Dandandan opened a new issue #956:
URL: https://github.com/apache/arrow-datafusion/issues/956


   **Is your feature request related to a problem or challenge? Please describe 
what you are trying to do.**
   Currently, the aggregate code keeps the states of each group by value, by 
storing it in a `Vec` together with the group by values.
   
   For low-cardinality aggregates, this works OK, as there are only a limited 
number of keys and thus accumulators.
   But for medium/high cardinality aggregate, the current way is inefficient: 
   
   * Higher memory usage,  as each group by value has an extra `Vec` with a 
number of `AccumulatorItem`, which adds at least 2 ( 
   `Box<dyn T>`) + 3 (empty `Vec`) + 3 (initial ) = 8 pointers (64 bytes) of 
overhead per item when storing one aggregate per group (e.g. one of 
count/avg/sum).
   * Extra allocations while inserting new groups into the data structures and 
when returning states as `Vec<ScalarValue>`, and some cloning.

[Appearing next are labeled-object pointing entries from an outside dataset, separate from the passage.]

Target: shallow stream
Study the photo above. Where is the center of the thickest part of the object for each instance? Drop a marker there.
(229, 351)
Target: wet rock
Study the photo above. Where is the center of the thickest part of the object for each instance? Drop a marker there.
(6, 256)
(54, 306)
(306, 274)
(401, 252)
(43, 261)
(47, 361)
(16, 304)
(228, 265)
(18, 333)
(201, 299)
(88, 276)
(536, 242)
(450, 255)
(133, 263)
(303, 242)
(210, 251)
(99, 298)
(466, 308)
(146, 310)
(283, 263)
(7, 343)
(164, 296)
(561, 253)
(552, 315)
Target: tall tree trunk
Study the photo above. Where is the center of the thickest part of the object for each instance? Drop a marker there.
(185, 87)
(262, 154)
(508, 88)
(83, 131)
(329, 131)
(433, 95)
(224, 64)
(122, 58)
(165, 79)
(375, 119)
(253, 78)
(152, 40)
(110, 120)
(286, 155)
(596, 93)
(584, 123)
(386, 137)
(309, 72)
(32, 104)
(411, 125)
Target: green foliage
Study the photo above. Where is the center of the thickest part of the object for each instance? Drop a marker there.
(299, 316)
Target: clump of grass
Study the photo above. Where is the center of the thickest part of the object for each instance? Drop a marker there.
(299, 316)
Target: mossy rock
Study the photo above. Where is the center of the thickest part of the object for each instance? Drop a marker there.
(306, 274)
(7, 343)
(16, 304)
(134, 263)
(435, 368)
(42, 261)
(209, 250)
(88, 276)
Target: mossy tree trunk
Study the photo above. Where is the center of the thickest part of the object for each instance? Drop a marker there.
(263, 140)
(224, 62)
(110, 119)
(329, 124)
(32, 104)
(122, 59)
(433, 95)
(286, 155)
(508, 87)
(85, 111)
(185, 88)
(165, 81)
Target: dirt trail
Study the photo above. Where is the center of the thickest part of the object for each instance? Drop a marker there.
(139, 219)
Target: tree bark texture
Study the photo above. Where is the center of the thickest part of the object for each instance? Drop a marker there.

   * Less cache efficient (because memory is scattered around)
   * Requires more / expensive paths to convert into `Vec` and `ScalarValue`s 
and back to an `Array`s again.
   
   This issue is for the `Accumulator` state only, but a similar thing could be 
done for the `group_by_values`. 
   
   **Describe the solution you'd like**
   We should define a trait that allows storing the required state in the 
accumulators in a contiguous/columnar manner.
   The idea here is that the required state can be stored in a `Vec`-like 
container, where each item at the index contains the current state.
   
   My proposal is to add an extra `index` to the methods, so the Accumulators 
can update the state at a certain `index`. 
   Some methods could be added to retrieve the entire state of the accumulator 
and/or convert the state values to  array(s) in one go. If Arrow provides 
mutable Arrays in the future, it could avoid the extra conversion step back to 
an `Array`.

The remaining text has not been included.